According to newly released data from the city, there were 198 safety-related incidents reported at the space in 2022 compared to 14 in 2021.
The 2022 figures include 66 reports of verbal abuse, 44 cases of intoxication, 35 threats, 32 assaults and 21 harassment incidents. That’s up from six cases of verbal abuse, 2 cases of intoxication, three threats, three assaults and zero harassment incidents reported in 2021 amid periods of pandemic restrictions.
Delbridge suggested the true number of recent incidents is much higher.
CUPE Local 500 filed a grievance against the city before the stabbing last month due to persistent safety issues. Delbridge said the issues happen so frequently that workers sometimes don’t bother notifying supervisors.
“City employees are often … under a much higher level of scrutiny and often there are incidents that aren’t reported,” he said. “Some people get … used to dealing with that in a day-to-day work day and some let it roll off the back.”
In response to concerns, the city previously brought in airport-style security features in 2019. Barricades, metal detector sweeps and bag checks were dropped in 2020 after pushback from the public.
Critics suggested the measures created barriers to a public space that is meant for everyone, and library services manager Ed Cuddy later called the measures a mistake.
Mayor Scott Gillingham said last month the library “won’t reopen the way it closed.”
The city hired a Saskatchewan-based consultant to perform a safety audit of Millennium and come up with security measures that could be implemented. The consultant has been tasked with trying to find a balance between security and safety, and making the library a welcoming space for all, according to a city spokesperson.

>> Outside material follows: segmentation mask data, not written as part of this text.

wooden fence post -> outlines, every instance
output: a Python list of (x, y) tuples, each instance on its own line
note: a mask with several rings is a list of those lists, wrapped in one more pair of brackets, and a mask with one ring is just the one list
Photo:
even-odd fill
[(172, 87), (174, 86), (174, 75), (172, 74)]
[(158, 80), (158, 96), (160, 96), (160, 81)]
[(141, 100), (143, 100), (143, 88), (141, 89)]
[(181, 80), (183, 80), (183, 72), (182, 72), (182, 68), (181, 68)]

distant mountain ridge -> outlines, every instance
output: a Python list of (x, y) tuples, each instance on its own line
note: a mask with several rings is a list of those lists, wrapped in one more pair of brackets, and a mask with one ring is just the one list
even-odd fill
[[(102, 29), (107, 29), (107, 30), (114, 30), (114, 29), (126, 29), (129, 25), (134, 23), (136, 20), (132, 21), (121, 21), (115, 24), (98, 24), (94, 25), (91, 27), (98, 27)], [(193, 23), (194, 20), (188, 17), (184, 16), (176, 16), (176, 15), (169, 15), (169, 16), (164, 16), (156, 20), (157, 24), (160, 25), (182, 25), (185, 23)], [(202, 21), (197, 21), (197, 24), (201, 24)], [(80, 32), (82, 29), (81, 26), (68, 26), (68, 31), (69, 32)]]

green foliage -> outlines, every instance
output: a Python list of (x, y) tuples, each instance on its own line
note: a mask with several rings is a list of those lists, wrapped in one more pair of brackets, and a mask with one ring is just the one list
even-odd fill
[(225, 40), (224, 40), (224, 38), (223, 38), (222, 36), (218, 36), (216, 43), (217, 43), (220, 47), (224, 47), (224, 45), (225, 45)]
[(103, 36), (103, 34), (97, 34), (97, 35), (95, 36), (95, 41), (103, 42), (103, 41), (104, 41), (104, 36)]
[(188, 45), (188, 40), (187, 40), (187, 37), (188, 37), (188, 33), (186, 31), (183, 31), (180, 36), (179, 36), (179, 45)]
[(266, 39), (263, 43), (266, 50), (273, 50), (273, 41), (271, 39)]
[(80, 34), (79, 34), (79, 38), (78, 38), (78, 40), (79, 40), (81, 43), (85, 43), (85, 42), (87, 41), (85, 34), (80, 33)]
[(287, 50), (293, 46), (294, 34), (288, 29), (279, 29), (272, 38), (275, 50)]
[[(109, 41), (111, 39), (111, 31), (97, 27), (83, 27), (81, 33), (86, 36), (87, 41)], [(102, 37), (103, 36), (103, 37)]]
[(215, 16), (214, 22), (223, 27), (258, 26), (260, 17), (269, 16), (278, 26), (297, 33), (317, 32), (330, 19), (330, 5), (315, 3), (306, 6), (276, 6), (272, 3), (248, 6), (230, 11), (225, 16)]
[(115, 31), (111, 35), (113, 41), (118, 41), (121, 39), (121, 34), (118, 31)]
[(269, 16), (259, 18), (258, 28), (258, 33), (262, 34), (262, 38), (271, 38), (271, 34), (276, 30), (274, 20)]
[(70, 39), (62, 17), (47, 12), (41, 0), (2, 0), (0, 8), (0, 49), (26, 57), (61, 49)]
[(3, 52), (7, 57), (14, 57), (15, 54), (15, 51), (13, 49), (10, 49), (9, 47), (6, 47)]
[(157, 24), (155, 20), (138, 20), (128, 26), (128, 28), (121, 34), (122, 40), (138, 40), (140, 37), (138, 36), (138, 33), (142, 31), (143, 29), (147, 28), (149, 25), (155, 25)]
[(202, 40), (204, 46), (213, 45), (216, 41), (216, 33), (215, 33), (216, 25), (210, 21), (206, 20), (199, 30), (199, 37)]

The space could reopen fully before the completion of the audit, the city said, and once it’s done an implementation plan will follow that will address immediate and short-term safety concerns. A second report in the works will pay specific attention to long-term safety plans.
In the meantime, people like Ima Omoruyi will have to keep looking for other spaces to study and read.
Omoruyi, who recently immigrated to Winnipeg, worked as a lawyer in Nigeria and is preparing to get qualified to practice law in Manitoba. That means lots of studying, which he was able to do at the Millennium Library before it closed.
The central location was “a very quiet and calm place where you can sit and do your research and read your books.”
“Access has been denied and as such it’s making it very difficult,” he said.